MEMRI notes that “Holy Defense” refers to the Iran-Iraq War, which lasted for most of the 1980s, and killed up to a million people on both sides.

Sadeghi said the experience began with “cultural experts” teaching some Shiite theology to the children, including the appointment of the Imam Ali as successor to Mohammed and the first “caliph,” which is the key doctrinal difference between Shia and Sunni Islam.

The children, dressed in military uniforms, were then sent through various activities “simulating fighting the enemy” and learning simple combat techniques, such as “firing plastic artillery shells at a simulated enemy, as well as aiming and firing a rifle with plastic bullets at Netanyahu and at U.S. and Israeli flags.”

In other words, Iran’s government taught its children to shoot plastic bullets at an effigy of Israeli Prime Minister Benjamin Netanyahu. In later drills, they threw balls at “effigies of ISIS and the Saudi royal family.”

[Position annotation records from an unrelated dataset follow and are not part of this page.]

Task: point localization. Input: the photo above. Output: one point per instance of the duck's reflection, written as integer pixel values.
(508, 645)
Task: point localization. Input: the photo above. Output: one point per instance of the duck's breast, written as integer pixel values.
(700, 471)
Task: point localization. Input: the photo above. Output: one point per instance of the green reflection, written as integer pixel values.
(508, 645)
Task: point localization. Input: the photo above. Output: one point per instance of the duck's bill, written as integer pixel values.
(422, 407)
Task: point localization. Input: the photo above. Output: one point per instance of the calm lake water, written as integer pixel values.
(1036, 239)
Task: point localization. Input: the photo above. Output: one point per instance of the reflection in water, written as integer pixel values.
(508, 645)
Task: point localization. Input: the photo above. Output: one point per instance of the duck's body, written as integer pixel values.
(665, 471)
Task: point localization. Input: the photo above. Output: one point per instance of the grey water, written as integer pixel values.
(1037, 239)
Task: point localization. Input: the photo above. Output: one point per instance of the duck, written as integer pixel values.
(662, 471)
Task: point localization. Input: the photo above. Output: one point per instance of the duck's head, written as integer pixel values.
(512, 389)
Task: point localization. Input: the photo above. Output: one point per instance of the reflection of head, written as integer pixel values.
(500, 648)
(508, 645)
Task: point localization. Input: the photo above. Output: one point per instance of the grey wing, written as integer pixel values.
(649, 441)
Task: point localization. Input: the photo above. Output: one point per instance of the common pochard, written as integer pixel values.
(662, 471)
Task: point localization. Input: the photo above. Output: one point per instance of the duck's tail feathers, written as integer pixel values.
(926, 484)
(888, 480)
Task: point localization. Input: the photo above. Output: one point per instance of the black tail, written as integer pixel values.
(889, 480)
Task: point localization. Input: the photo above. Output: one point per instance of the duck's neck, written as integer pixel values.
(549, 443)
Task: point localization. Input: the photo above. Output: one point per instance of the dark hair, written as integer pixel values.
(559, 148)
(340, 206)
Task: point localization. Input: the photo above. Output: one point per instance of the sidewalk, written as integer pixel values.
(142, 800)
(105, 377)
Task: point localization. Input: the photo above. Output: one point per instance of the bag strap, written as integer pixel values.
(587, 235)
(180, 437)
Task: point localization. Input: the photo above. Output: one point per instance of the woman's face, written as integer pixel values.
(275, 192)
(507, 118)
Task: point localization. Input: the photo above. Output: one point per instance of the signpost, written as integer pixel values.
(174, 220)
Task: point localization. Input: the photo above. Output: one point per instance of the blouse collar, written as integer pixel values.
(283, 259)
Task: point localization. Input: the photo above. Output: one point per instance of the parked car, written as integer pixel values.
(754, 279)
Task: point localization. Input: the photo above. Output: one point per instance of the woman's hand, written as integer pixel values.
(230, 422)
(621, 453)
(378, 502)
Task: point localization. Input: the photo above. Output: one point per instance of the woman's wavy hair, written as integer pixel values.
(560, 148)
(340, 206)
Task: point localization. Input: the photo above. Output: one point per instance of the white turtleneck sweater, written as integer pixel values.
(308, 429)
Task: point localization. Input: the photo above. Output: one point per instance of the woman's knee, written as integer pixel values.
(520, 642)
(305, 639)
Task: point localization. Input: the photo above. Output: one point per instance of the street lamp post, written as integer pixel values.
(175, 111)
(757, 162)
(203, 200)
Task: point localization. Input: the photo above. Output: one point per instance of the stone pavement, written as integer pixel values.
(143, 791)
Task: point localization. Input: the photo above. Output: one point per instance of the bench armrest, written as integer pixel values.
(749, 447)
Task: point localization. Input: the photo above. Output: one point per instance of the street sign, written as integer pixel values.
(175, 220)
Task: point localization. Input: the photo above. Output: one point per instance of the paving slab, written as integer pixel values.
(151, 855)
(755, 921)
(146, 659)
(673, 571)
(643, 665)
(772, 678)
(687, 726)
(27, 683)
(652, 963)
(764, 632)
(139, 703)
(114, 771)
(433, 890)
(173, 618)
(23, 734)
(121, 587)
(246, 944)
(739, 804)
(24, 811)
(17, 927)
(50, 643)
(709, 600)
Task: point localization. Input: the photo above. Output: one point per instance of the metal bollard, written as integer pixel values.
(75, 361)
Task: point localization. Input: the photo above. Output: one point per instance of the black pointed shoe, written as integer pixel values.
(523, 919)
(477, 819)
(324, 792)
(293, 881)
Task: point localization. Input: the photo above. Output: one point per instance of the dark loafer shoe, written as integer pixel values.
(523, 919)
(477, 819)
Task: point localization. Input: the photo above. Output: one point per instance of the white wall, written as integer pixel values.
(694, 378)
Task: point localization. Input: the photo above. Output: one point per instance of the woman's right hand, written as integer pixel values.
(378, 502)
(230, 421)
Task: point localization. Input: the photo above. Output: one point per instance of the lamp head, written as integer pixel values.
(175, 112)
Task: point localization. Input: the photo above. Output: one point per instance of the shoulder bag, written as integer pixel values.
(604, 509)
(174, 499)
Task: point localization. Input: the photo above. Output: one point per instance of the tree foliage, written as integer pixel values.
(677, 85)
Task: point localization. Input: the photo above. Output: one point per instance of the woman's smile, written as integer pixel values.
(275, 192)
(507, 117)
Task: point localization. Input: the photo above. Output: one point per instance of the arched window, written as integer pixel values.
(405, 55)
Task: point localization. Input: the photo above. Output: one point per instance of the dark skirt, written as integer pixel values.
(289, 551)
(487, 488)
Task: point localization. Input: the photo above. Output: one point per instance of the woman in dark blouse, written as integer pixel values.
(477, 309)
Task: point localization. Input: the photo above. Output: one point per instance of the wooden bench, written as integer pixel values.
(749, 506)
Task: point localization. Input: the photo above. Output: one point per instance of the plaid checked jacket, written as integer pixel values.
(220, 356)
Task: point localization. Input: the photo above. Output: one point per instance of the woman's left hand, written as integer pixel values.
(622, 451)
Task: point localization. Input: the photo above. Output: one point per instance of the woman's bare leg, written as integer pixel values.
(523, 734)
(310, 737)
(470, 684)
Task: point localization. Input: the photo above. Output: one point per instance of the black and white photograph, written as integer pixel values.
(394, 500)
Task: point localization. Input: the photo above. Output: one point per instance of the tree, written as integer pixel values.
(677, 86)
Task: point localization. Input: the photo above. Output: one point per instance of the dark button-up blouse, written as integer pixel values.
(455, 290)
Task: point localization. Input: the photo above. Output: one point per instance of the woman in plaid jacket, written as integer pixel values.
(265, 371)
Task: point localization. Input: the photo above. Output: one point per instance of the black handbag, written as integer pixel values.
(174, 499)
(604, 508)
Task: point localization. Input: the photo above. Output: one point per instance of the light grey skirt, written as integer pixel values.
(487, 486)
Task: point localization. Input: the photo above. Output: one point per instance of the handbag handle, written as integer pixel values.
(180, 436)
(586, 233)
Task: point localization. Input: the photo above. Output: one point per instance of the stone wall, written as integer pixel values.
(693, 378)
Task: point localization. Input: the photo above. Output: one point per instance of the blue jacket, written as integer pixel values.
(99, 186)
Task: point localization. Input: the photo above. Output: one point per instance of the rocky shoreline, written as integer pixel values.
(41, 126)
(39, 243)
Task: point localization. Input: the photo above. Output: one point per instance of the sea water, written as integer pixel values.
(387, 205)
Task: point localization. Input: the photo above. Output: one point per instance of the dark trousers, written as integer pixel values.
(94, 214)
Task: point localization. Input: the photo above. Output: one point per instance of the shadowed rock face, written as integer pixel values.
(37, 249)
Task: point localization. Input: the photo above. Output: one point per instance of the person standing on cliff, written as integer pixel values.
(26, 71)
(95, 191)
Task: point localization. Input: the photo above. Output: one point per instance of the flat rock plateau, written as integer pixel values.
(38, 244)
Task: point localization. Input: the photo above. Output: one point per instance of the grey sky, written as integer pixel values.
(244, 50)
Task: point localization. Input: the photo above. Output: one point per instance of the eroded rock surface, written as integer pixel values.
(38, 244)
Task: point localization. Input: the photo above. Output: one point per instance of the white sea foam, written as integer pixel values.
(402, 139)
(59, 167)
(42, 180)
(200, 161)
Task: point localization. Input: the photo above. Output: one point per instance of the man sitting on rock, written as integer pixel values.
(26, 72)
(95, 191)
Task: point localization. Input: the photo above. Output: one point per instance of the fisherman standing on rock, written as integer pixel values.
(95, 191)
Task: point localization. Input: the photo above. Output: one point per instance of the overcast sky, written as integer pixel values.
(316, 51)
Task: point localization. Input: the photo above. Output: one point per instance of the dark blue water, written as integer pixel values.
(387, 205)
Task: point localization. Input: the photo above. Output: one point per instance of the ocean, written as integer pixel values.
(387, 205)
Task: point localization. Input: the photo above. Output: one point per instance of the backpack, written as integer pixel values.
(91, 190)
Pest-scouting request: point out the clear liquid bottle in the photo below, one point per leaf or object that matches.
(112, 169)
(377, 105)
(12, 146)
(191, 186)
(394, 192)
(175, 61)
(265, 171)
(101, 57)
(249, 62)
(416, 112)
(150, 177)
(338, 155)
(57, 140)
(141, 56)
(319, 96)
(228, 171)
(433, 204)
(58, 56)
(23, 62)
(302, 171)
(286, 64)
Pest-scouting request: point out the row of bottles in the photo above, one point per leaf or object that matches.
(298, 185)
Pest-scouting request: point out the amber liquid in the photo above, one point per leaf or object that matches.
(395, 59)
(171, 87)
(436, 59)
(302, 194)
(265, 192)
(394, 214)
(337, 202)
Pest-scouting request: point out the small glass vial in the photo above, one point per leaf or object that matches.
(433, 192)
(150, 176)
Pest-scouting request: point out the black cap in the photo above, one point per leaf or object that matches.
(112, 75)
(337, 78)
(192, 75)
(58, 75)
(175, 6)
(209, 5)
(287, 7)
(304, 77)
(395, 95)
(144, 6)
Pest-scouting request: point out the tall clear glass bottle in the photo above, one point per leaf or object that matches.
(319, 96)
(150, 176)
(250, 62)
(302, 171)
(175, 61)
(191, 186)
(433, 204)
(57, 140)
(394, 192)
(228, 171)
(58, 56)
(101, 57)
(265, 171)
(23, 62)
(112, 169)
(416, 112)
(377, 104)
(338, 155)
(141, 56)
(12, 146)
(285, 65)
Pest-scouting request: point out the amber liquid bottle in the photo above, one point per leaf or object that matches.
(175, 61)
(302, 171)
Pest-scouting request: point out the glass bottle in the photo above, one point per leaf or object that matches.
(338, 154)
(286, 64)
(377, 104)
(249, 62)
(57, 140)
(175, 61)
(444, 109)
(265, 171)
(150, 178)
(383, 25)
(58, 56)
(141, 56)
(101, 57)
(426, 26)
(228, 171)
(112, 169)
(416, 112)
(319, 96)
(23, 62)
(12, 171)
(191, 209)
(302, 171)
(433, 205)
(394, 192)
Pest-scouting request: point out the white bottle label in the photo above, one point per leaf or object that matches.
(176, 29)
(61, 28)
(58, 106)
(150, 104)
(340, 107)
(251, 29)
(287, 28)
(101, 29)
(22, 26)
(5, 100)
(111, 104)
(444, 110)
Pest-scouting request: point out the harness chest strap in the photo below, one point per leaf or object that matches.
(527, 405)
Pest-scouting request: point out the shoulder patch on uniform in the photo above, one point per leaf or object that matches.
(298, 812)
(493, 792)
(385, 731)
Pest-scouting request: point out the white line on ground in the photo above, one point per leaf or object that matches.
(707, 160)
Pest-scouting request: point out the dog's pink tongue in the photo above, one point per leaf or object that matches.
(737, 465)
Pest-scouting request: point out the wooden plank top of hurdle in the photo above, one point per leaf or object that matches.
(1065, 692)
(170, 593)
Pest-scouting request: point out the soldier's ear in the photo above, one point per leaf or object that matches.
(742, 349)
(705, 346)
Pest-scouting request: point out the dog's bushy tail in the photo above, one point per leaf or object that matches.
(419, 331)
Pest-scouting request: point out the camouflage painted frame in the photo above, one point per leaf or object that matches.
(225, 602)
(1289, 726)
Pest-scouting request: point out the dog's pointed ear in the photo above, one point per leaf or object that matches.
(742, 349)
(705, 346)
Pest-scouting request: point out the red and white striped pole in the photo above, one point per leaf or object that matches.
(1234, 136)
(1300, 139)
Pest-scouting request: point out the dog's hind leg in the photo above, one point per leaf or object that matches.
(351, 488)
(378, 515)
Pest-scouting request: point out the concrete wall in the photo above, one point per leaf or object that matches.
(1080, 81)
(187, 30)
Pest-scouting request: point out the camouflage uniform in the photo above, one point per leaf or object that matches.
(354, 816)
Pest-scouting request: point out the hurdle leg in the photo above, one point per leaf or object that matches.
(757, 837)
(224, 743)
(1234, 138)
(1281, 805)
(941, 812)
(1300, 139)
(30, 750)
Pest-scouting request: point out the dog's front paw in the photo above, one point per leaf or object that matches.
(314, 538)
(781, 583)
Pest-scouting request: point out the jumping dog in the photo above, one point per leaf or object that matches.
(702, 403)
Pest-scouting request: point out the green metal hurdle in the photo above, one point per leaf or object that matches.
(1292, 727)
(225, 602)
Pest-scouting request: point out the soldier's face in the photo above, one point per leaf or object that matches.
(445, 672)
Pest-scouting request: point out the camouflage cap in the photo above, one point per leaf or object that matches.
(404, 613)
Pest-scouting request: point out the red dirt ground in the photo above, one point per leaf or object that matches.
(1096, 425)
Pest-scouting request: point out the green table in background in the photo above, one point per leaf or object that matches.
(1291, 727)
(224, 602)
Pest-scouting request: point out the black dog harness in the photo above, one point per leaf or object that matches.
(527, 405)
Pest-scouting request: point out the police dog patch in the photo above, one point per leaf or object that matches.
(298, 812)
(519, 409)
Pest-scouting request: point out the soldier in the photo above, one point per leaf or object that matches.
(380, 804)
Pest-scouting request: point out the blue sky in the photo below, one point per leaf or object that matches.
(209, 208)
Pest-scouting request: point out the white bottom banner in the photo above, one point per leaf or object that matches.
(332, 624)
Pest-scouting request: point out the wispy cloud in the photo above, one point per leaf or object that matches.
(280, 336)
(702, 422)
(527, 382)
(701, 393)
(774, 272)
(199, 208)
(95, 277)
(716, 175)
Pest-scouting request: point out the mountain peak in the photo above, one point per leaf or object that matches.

After swallowing a hefty dose of propaganda about Iran’s glorious victory in the Iran-Iraq War, the children were shown what it is like to fight ISIS in Syria, including the defense of the Shrine of Zaynab mosque, which is located in Damascus and holds the remains of Mohammed’s granddaughter, according to Shiite tradition. This segment of the tour involved kid-sized recreations of fairly realistic military drills, such as crawling through fire zones, penetrating barbed wire fences, and using sandbags for cover.

MEMRI

The kids also played a word game that involved “finding bullets, each of which have a single letter written on it,” and using the bullets to spell out words and sentences.

The final exercise was meant to teach children that “the most important elements for attaining victory are wisdom and intelligence for fighting the enemy.” To this end, the children were “blindfolded and asked to throw a ball at an Israeli flag in the form of a puzzle and knock it down, and then to assemble a puzzle of an Iranian flag.”